Especially in Leon and Merida, the central area tends to form a cohesive, dense cluster of services. The core zone houses a variety of businesses including health services, retail, and food outlets, which are generally well-connected and easily accessible. Intuitively, the central cluster can be thought of as the β€œheart” of the city, serving as the primary hub for commerce, social interaction, and access to essential services.

File

Leon.

b. Islands of Services​

Beyond the center, we notice smaller clusters of services scattered across the city, often in the form of β€œislands.” These islands represent pockets of neighborhoods that, while not part of the dense city center, offer an array of unique services. These can serve to highlight the phenomenon of emergent neighborhoods within a greater whole.

File

Merida.

c. Peripheral ring​

The periphery of these cities forms another distinct pattern. These outer regions also tend to cluster together in similar service categories, forming a ring that surrounds the central core. It’s possible services in these peripheral areas are often more limited in scope and may reflect a focus on residential and less commercial needs, or reflect lower-income neighborhoods with scarcer access to key services.

Conclusion​

This ring-like pattern of service distribution suggests a common trend where the core of the city is highly accessible, while the periphery often lacks the same diversity and depth of business services. The islands of services in between can be seen as attempts to bridge this gap, but they are not always as effective in meeting the needs of the population on the periphery.

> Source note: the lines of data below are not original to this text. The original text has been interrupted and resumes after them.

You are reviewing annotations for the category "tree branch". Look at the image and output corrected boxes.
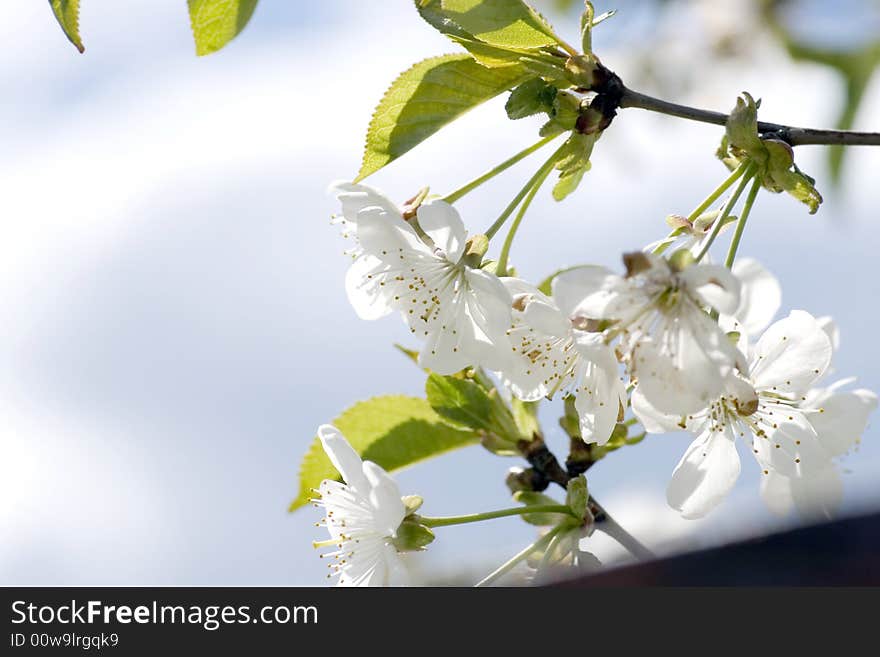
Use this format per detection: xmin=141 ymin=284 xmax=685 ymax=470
xmin=619 ymin=87 xmax=880 ymax=146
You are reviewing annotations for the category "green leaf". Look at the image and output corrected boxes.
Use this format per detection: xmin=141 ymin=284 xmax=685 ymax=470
xmin=425 ymin=374 xmax=492 ymax=431
xmin=504 ymin=78 xmax=557 ymax=120
xmin=187 ymin=0 xmax=257 ymax=56
xmin=416 ymin=0 xmax=559 ymax=49
xmin=356 ymin=53 xmax=531 ymax=180
xmin=553 ymin=132 xmax=602 ymax=201
xmin=513 ymin=490 xmax=570 ymax=527
xmin=717 ymin=93 xmax=822 ymax=214
xmin=725 ymin=92 xmax=766 ymax=165
xmin=565 ymin=475 xmax=590 ymax=519
xmin=762 ymin=2 xmax=880 ymax=184
xmin=49 ymin=0 xmax=86 ymax=53
xmin=289 ymin=395 xmax=477 ymax=511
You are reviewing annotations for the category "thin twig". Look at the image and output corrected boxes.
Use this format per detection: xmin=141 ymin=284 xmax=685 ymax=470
xmin=620 ymin=88 xmax=880 ymax=146
xmin=590 ymin=497 xmax=656 ymax=561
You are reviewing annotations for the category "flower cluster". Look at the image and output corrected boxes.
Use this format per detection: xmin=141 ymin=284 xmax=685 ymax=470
xmin=335 ymin=184 xmax=876 ymax=504
xmin=316 ymin=183 xmax=877 ymax=584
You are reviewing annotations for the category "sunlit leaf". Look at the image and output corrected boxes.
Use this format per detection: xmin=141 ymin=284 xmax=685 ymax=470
xmin=187 ymin=0 xmax=257 ymax=56
xmin=357 ymin=53 xmax=531 ymax=180
xmin=289 ymin=395 xmax=477 ymax=511
xmin=49 ymin=0 xmax=86 ymax=52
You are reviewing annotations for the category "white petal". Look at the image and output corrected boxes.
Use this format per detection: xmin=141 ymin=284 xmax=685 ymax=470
xmin=666 ymin=429 xmax=740 ymax=518
xmin=382 ymin=545 xmax=412 ymax=586
xmin=752 ymin=408 xmax=831 ymax=477
xmin=816 ymin=315 xmax=840 ymax=351
xmin=318 ymin=424 xmax=369 ymax=494
xmin=751 ymin=310 xmax=832 ymax=395
xmin=522 ymin=297 xmax=571 ymax=338
xmin=630 ymin=387 xmax=684 ymax=433
xmin=732 ymin=258 xmax=782 ymax=335
xmin=357 ymin=208 xmax=428 ymax=265
xmin=761 ymin=471 xmax=794 ymax=516
xmin=419 ymin=313 xmax=473 ymax=375
xmin=345 ymin=254 xmax=394 ymax=320
xmin=807 ymin=389 xmax=877 ymax=456
xmin=630 ymin=307 xmax=739 ymax=415
xmin=329 ymin=181 xmax=401 ymax=224
xmin=679 ymin=265 xmax=740 ymax=315
xmin=460 ymin=267 xmax=513 ymax=371
xmin=551 ymin=265 xmax=625 ymax=319
xmin=363 ymin=461 xmax=406 ymax=536
xmin=417 ymin=199 xmax=467 ymax=262
xmin=574 ymin=331 xmax=626 ymax=445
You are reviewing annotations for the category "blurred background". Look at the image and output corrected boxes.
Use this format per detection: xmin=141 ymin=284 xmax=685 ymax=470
xmin=0 ymin=0 xmax=880 ymax=585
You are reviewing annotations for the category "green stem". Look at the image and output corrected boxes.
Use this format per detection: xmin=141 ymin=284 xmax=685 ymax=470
xmin=724 ymin=178 xmax=761 ymax=269
xmin=590 ymin=499 xmax=656 ymax=561
xmin=418 ymin=504 xmax=573 ymax=527
xmin=653 ymin=164 xmax=746 ymax=255
xmin=486 ymin=144 xmax=565 ymax=239
xmin=443 ymin=135 xmax=557 ymax=203
xmin=475 ymin=525 xmax=564 ymax=586
xmin=495 ymin=167 xmax=553 ymax=276
xmin=694 ymin=162 xmax=755 ymax=262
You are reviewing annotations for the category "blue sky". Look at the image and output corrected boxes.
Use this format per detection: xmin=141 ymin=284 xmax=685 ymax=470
xmin=0 ymin=0 xmax=880 ymax=584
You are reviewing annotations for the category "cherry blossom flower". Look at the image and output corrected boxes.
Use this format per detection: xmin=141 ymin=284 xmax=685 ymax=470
xmin=571 ymin=253 xmax=743 ymax=414
xmin=343 ymin=191 xmax=511 ymax=374
xmin=648 ymin=310 xmax=832 ymax=518
xmin=503 ymin=272 xmax=626 ymax=445
xmin=761 ymin=379 xmax=877 ymax=519
xmin=314 ymin=424 xmax=409 ymax=586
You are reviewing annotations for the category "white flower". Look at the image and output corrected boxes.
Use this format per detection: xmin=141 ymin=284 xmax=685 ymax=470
xmin=328 ymin=180 xmax=403 ymax=246
xmin=573 ymin=253 xmax=742 ymax=414
xmin=644 ymin=310 xmax=832 ymax=518
xmin=502 ymin=272 xmax=626 ymax=445
xmin=343 ymin=192 xmax=511 ymax=374
xmin=761 ymin=379 xmax=877 ymax=519
xmin=314 ymin=424 xmax=409 ymax=586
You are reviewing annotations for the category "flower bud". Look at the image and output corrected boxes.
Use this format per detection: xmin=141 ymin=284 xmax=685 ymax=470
xmin=402 ymin=187 xmax=430 ymax=221
xmin=565 ymin=55 xmax=596 ymax=89
xmin=464 ymin=233 xmax=489 ymax=269
xmin=669 ymin=249 xmax=694 ymax=272
xmin=400 ymin=495 xmax=425 ymax=516
xmin=392 ymin=516 xmax=435 ymax=552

These spatial patterns offer valuable insights into the inclusivity of urban networks, highlighting areas that may need attention to ensure strategic business placement and guarantee equitable access to essential services.

Future work​

  • Create Network: Create a bipartite network between place categories and H3 indices, using weights as counts for each category.
  • Tie in Demographic Data: Integrate INEGI sociodemographic data at the census block group level to understand how services align with population needs.
  • Access by Neighborhood: Use origin-destination (OD) movement networks to evaluate service accessibility by neighborhood of residence.
  • Segregation Analysis: Identify zones with low visit rates or difficult accessibility. These zones may represent areas of segregation or neglect in the urban network.